Merchant Marine Act of 1916
- Other short titles: Alexander Act; Shipping Act of 1916
- Long title: An Act To establish a United States Shipping Board for the purpose of encouraging, developing, and creating a naval auxiliary and naval reserve and a merchant marine to meet the requirements of the commerce of the United States with its Territories and possessions and with foreign countries; to regulate carriers by water engaged in the foreign and interstate commerce of the United States; and for other purposes
- Enacted by: the 64th United States Congress
- Effective: September 7, 1916

Citations
- Public law: Public Law 64-260
- Statutes at Large: 39 Stat. 728

Legislative history
- Introduced in the House of Representatives as H.R. 15455 by Joshua W. Alexander (D‑MO) on May 8, 1916; Committee consideration by House Committee on Merchant Marine and Fisheries; Passed the House of Representatives on May 20, 1916 (211–161); Passed the Senate on August 18, 1916 (38–21); Reported by the joint conference committee on August 19 – August 29, 1916; agreed to by the House of Representatives on August 30, 1916 (Voice vote) and by the Senate on August 31, 1916 (Voice vote); Signed into law by President Woodrow Wilson on September 7, 1916;

Major amendments
- Merchant Marine Act of 1920 (Jones Act)

United States Supreme Court cases
- Federal Maritime Board v. Isbrandtsen Co. (1958)

= Merchant Marine Act of 1916 (Alexander Act) =

The Merchant Marine Act of 1916 (also known as the Alexander Act) was passed by the US Congress in 1916 to create the US Shipping Board. The bill was sponsored by Representative Joshua W. Alexander (D) of Missouri, who was Chairman of the House Merchant Marine Committee. The act signified the birth of the modern American merchant marine.

==Purpose==
The purpose of the United States Shipping Board was to develop water transportation, operate the merchant ships owned by the government, regulate the water carriers engaged in commerce under the US flag, and enforce the La Follette Seamen's Act regulations and national defense.

The board consisted of five members and was empowered to
1. form one or more corporations for the purchase, leasing, and operation of merchant vessels with a maximum capital of $50 million,
2. to acquire vessels suitable for naval auxiliaries,
3. to regulate commerce on the Great Lakes and the high seas, including the fixing of rates,
4. to cancel or modify any agreement among carriers that were found to be unfair as between carriers and exporters, or which operated to the detriment of United States commerce, and
5. to sanction pooling agreements among shippers which were exempted from the operations of the Sherman Act.

==Passage and amendment==
The dispersing of the $50 million was to be overseen by the Emergency Fleet Corporation (EFC). Senate Democrats managed to get the bill amended prior to its passage to forbid the US from purchasing ships from belligerent powers, "tremendously emasculating" the act according to US Treasury Secretary William Gibbs McAdoo.

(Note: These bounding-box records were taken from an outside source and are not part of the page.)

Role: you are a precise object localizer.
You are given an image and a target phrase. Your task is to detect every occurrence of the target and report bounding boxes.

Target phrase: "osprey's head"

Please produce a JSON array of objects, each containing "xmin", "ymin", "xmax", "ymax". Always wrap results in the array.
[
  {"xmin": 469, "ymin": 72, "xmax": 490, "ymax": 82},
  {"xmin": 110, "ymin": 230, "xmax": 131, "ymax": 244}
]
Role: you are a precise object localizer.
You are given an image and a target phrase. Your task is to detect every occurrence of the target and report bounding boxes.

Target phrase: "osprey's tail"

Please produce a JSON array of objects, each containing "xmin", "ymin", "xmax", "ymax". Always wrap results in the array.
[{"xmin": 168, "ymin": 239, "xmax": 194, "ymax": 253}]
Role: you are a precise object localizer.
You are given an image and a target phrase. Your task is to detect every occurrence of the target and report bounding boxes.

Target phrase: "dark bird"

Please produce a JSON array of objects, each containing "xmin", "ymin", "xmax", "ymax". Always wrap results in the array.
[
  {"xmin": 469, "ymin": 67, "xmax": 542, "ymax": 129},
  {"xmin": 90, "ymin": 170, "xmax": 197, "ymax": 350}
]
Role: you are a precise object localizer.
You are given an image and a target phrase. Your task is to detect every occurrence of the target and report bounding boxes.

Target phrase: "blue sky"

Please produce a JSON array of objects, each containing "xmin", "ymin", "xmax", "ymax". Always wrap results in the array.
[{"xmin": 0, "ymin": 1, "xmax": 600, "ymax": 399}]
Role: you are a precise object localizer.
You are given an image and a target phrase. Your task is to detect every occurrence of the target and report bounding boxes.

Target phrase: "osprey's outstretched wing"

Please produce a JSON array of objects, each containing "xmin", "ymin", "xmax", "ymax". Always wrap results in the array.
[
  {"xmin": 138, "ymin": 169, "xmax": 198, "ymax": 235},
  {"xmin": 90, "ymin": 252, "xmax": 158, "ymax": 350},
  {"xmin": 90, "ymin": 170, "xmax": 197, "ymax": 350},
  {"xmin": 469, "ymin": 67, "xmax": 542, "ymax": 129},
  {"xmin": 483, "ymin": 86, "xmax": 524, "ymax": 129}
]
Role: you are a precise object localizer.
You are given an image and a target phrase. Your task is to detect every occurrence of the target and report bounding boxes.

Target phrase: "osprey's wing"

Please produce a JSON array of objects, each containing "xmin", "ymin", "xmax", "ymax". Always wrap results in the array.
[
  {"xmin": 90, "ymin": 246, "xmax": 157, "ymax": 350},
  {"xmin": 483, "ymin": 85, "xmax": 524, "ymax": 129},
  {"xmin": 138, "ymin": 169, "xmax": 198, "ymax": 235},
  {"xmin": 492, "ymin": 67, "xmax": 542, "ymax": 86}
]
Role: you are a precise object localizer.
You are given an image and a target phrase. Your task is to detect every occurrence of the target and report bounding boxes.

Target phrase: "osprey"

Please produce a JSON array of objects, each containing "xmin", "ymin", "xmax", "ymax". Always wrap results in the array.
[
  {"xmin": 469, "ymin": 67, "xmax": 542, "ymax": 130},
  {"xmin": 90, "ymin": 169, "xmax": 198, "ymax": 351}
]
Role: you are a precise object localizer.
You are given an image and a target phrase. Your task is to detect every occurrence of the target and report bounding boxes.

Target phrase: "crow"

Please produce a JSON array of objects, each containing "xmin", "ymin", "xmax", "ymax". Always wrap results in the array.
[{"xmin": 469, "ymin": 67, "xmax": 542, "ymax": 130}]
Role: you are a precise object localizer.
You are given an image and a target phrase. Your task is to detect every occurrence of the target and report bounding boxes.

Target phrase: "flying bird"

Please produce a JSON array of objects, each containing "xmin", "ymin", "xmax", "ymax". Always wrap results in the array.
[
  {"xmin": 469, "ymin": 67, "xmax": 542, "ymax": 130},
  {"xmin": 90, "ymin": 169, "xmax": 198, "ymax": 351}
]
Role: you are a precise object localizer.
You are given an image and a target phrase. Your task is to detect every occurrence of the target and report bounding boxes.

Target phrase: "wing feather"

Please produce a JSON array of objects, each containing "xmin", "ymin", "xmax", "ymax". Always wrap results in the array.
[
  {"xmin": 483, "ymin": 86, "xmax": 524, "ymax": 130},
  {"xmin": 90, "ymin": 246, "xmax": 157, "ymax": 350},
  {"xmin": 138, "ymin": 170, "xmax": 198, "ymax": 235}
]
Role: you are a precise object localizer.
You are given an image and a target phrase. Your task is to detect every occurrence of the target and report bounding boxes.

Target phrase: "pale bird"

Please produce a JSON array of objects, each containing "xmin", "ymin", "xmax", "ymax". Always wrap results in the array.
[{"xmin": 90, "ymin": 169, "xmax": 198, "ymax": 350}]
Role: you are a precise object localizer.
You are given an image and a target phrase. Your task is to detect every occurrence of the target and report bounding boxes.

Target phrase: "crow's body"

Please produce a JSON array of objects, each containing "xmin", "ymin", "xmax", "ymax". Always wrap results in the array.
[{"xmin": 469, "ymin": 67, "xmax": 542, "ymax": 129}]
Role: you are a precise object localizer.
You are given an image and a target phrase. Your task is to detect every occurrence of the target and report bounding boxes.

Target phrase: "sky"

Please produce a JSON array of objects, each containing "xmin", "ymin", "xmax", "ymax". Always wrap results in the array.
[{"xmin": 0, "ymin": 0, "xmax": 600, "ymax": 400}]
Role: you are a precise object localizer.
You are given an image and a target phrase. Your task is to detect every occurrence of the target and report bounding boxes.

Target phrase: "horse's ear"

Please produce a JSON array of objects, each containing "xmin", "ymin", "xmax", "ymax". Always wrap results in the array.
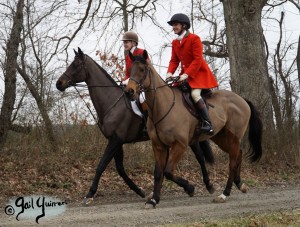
[
  {"xmin": 128, "ymin": 51, "xmax": 134, "ymax": 61},
  {"xmin": 143, "ymin": 50, "xmax": 148, "ymax": 60},
  {"xmin": 78, "ymin": 47, "xmax": 84, "ymax": 59}
]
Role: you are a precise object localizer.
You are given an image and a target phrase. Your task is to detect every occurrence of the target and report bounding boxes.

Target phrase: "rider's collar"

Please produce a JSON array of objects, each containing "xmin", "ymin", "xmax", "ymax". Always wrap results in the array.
[
  {"xmin": 177, "ymin": 30, "xmax": 186, "ymax": 41},
  {"xmin": 130, "ymin": 46, "xmax": 137, "ymax": 54}
]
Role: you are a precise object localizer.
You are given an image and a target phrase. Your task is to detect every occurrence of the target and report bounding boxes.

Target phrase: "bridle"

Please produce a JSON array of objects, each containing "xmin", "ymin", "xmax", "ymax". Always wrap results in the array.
[
  {"xmin": 63, "ymin": 55, "xmax": 127, "ymax": 123},
  {"xmin": 129, "ymin": 62, "xmax": 151, "ymax": 91}
]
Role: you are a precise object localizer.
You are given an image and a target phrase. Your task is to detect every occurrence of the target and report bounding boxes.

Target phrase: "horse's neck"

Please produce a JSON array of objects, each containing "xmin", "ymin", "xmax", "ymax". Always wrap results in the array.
[{"xmin": 85, "ymin": 59, "xmax": 122, "ymax": 118}]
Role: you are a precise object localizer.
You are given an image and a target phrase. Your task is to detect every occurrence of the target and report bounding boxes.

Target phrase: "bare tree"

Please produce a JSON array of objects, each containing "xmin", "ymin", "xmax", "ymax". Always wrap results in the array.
[
  {"xmin": 0, "ymin": 0, "xmax": 24, "ymax": 149},
  {"xmin": 222, "ymin": 0, "xmax": 274, "ymax": 133}
]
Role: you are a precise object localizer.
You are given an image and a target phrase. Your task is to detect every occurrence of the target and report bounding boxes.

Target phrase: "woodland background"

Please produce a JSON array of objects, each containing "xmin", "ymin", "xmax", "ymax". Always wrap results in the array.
[{"xmin": 0, "ymin": 0, "xmax": 300, "ymax": 209}]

Despite such criticism by hardliners, the Act signified the birth of the modern US merchant marine.

==US Shipping Board==
During the war, the Shipping Board was headed by Edward N. Hurley, and the EFC passed to the direction of the Bethlehem Steel magnate Charles Schwab. The bill also stipulated that the shipping lines that were owned and operated by the Shipping Board should go out of business five years after the end of the European war and that all the Board's property, except vessels designed primarily as naval auxiliaries, should then be sold. Many of the ships commissioned during the war were never completed, and many of the ships that were fully completed were destroyed or auctioned off in the early 1920s.

As of June 18, 1984, the duties of the US Shipping Board were reduced, and they now apply only to domestic offshore ocean transport.